New shapes and turns emerge throughout the eleven tracks of What Is Not Strange? On the opening, title track, rising synth pulses establish an unsettling, yet auspicious mood, coaxing the band into formation. “Grand Trine,” a centerpiece of the album, is the most triumphant music in Wada’s oeuvre to date; Wada’s stately harpsichord and Holter’s unmistakable voice combine for what feels like interplanetary court music. The title references a configuration of three planets forming an equilateral triangle in the astrological chart of Wada and Holter’s daughter. The band lets loose on “Flame of Perfect Form,” coalescing into a primal psychedelia, while the trio offering of “Subaru” imparts an optimistic blend of folk and Japanese synth-pop, reaching for the stars. On “Plume,” the penultimate track, the elegiac drones present in Wada’s previous music are entwined with joyfully unruly keyboard solos; everything all at once.

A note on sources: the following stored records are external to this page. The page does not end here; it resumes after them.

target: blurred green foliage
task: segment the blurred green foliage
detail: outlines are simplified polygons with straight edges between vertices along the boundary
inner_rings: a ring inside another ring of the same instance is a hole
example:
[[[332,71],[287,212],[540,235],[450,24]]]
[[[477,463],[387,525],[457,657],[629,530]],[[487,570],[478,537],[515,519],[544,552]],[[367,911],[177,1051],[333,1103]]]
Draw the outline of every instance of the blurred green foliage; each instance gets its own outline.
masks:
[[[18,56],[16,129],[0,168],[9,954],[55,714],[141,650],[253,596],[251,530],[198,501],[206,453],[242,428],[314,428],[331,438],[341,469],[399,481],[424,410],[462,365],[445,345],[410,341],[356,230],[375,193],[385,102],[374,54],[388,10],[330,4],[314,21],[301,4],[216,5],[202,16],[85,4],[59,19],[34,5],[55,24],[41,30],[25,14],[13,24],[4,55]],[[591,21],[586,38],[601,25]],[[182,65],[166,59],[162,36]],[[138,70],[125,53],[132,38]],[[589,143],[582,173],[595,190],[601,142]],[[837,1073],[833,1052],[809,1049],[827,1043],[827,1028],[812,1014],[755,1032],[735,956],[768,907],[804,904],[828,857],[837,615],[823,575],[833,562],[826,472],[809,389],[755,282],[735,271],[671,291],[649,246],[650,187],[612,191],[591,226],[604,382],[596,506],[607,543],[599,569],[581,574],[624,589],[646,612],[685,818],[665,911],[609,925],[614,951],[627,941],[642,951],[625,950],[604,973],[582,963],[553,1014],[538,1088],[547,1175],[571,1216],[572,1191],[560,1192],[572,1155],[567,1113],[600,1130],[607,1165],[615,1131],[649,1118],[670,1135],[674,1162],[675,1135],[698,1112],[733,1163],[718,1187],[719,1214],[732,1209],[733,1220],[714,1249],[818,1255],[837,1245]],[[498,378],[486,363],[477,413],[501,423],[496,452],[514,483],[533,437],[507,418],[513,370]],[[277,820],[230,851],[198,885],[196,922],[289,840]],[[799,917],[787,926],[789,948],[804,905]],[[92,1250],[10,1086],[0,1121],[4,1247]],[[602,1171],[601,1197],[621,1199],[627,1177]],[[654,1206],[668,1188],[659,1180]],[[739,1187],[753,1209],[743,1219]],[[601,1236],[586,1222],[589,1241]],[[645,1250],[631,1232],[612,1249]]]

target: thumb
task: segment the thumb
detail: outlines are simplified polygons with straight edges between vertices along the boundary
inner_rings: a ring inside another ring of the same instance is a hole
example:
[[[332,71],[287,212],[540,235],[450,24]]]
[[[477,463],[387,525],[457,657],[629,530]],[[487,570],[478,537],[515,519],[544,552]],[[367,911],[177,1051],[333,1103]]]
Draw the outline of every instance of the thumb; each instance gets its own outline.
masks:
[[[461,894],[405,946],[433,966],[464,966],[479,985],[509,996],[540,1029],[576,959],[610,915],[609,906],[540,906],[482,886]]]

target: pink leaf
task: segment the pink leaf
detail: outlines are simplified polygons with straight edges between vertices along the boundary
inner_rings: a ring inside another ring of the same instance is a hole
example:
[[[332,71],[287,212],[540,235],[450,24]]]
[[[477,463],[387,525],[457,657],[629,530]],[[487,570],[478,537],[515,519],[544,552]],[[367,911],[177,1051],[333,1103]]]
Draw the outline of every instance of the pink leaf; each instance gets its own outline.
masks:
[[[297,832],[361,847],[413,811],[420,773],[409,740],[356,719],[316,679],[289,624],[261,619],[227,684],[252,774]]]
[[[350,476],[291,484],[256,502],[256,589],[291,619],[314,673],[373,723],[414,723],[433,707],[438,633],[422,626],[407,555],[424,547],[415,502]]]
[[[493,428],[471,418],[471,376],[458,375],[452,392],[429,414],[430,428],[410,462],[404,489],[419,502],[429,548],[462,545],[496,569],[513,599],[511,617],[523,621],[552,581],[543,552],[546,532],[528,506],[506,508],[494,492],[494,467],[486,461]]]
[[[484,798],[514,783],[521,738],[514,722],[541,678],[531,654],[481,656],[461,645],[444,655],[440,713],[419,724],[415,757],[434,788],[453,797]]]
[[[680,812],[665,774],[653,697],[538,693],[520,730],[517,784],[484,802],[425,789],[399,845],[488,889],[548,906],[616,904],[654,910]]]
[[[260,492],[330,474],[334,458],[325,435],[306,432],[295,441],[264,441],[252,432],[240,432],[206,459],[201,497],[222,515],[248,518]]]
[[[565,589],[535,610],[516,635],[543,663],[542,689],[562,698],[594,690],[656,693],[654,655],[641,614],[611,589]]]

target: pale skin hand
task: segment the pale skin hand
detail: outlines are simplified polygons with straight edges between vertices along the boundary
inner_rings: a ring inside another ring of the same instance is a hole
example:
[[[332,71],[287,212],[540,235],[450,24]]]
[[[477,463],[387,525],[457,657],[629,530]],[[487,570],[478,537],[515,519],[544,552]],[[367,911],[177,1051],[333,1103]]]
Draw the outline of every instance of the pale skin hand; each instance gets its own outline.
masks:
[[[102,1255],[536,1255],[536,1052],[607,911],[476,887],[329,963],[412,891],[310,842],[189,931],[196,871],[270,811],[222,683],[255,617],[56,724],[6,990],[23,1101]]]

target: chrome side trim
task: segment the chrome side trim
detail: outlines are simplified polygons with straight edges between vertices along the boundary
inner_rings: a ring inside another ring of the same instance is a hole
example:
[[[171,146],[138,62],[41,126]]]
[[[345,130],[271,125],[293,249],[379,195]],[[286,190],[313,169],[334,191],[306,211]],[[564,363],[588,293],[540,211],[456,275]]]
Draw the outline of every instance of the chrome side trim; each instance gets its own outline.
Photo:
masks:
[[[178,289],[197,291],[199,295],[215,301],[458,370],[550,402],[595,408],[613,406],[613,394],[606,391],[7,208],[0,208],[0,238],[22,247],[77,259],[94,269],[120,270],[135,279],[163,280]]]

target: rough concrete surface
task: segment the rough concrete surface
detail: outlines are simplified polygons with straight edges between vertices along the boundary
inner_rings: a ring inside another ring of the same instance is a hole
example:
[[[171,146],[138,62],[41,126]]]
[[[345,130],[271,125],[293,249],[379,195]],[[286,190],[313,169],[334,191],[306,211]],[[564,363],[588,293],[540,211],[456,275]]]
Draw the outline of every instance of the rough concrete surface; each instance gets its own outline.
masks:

With What Is Not Strange?, Wada establishes a foundation for wild experimentation, crafting a definitive statement, and shaping an expansive new sound world with the help of his immediate and extended musical family. The roots deepen and multiply. What Is Not Strange? is the sound of an artist relinquishing control and speaking to the unknowable. As Wada recollects: “I have a childhood memory of walking into the ocean before I was a confident swimmer, and slowly reaching the point where I could no longer touch the ground—just the tip of my toes and then lift off. I was filled with both fear and exhilaration. The bottom gives out and then you’re out in the deep end, in the wide openness, you and the unfathomableness of the sky above and the ocean below.”
Tashi Wada’s What Is Not Strange? will be released on double-LP, Japanese import CD, and digital editions on June 7, 2024. On behalf of Tashi Wada and RVNG Intl., a portion of the proceeds from this release will benefit Doctors Without Borders, a non-governmental organization that provides humanitarian medical assistance to people affected by conflict, epidemics, disasters, or exclusion from healthcare.